Why? What is the computer actually calculating?
Jimmy Johnson said:
The 5 one doesn't seem correct, something about it being a prime factor that doesn't hold for the equation?
You probably only learned about an algorithm that works for ##2^N## data points. Therefore an FFT on length 5 doesn't make any sense.
 
What is the O on that scale equation?

The calculation is the circular convolution of the x1(t) and x2(t) through ifft(fftx1padded)*(fftx2padded), so the padding was adding zeroes to the vector so that it was the same length and therefore achievable in matlab? after convolution a length 8 was determined and x1&2(t) are 4&5 length vectors respectively?

So would my data points actually be 2^4 and 2^5?
 
Jimmy Johnson said:
What is the O on that scale equation?
It's big O notation. It tells you how an algorithm scales when you change the size of the data. If an algorithm is of order ##O(n^2)##, then doubling the number of data points will result in about 4 times the number of operations. But it doesn't mean that it will perform exactly ##n^2## operations.
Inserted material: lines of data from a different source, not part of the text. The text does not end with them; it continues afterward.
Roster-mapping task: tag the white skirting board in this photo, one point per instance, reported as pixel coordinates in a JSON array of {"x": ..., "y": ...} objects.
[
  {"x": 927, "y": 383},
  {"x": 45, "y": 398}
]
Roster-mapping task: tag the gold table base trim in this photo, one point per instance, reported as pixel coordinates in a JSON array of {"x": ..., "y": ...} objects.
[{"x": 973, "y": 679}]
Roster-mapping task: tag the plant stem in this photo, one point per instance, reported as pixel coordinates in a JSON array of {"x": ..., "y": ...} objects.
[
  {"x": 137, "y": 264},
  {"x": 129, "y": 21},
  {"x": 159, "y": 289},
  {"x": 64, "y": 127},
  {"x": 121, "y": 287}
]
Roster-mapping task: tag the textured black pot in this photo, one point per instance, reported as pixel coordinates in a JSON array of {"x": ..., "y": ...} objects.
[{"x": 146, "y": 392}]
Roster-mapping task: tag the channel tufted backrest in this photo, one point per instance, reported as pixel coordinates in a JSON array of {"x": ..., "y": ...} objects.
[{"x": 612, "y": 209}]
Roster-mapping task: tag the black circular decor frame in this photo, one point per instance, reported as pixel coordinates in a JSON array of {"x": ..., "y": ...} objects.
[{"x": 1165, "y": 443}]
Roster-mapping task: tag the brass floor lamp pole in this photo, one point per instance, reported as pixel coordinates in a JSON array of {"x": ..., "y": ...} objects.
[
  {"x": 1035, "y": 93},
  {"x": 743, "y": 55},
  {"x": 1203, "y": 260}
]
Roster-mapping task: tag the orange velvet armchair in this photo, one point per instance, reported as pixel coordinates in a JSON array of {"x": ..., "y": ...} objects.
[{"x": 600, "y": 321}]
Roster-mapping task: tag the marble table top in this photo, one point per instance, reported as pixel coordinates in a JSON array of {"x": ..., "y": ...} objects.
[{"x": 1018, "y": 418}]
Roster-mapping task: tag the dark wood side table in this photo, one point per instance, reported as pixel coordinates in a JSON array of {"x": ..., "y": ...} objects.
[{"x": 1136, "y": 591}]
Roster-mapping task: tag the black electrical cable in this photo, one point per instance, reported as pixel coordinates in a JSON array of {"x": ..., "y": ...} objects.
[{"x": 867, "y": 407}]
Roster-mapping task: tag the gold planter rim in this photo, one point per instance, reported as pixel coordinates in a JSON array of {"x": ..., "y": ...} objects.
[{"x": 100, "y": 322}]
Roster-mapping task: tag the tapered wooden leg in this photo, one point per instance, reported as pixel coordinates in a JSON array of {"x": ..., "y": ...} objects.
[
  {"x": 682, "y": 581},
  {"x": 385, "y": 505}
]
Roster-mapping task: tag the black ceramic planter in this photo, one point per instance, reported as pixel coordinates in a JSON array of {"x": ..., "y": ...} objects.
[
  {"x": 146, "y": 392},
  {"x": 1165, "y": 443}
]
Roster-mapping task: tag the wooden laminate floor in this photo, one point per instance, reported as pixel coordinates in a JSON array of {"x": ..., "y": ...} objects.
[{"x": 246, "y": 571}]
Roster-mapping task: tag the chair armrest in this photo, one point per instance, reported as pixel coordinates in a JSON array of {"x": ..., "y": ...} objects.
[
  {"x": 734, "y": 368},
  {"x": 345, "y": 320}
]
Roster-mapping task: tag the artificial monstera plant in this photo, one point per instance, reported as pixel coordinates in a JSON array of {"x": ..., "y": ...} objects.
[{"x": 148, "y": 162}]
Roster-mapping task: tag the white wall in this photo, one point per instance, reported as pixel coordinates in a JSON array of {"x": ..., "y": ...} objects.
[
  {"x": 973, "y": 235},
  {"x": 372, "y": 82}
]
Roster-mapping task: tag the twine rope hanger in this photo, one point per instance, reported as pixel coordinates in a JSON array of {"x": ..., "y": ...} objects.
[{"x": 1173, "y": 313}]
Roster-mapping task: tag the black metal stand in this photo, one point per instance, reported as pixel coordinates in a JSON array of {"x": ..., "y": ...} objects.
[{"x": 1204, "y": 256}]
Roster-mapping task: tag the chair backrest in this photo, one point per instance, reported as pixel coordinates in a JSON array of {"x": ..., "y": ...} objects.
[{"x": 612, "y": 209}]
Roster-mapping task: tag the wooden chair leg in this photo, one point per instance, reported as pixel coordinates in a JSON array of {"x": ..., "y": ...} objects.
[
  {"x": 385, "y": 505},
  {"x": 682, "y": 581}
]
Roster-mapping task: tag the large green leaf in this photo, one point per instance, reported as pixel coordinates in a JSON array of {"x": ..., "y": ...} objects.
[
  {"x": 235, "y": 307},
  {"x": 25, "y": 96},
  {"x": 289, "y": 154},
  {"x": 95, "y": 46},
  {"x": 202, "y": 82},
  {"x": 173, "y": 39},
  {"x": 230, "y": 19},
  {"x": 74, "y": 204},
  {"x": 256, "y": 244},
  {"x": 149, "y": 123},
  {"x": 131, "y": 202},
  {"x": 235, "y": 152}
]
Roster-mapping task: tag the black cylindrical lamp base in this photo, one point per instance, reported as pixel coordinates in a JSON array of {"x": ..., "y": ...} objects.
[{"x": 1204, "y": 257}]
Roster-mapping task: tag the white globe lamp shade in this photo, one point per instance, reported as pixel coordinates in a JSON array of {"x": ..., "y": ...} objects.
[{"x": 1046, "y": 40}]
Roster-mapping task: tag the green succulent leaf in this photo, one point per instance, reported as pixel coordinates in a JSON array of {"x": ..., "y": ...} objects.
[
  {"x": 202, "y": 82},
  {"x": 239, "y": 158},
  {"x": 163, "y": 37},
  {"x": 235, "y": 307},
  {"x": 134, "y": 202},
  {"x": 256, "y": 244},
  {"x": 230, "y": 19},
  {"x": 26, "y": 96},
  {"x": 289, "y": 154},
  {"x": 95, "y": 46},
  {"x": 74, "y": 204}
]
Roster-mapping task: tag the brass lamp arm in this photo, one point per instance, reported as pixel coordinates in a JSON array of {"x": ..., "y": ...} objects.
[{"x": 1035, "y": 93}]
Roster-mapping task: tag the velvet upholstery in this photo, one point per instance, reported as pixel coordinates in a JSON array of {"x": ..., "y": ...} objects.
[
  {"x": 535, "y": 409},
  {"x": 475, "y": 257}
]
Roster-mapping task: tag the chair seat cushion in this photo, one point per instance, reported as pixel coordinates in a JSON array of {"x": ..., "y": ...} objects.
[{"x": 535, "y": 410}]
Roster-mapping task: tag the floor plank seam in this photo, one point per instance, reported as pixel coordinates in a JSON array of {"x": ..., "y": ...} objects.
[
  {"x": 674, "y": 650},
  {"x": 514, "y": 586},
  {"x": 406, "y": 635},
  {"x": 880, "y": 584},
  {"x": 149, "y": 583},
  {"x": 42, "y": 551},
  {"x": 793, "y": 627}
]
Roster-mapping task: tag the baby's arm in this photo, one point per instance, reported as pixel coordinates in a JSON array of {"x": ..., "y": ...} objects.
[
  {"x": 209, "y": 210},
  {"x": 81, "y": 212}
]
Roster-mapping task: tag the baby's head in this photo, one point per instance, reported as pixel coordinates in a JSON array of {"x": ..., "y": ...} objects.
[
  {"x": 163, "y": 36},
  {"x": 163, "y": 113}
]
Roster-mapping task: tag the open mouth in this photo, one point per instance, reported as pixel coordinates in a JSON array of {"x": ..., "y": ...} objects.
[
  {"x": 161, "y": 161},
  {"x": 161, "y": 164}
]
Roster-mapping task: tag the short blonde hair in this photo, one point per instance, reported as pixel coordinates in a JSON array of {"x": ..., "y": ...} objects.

The actual number of operations could be ##4 n^2 + 2 n##.

Jimmy Johnson said:
The calculation is the circular convolution of the x1(t) and x2(t) through ifft(fftx1padded)*(fftx2padded), so the padding was adding zeroes to the vector so that it was the same length and therefore achievable in matlab? after convolution a length 8 was determined and x1&2(t) are 4&5 length vectors respectively?
Why is padding necessary? What do you think MATLAB is doing with these zeros?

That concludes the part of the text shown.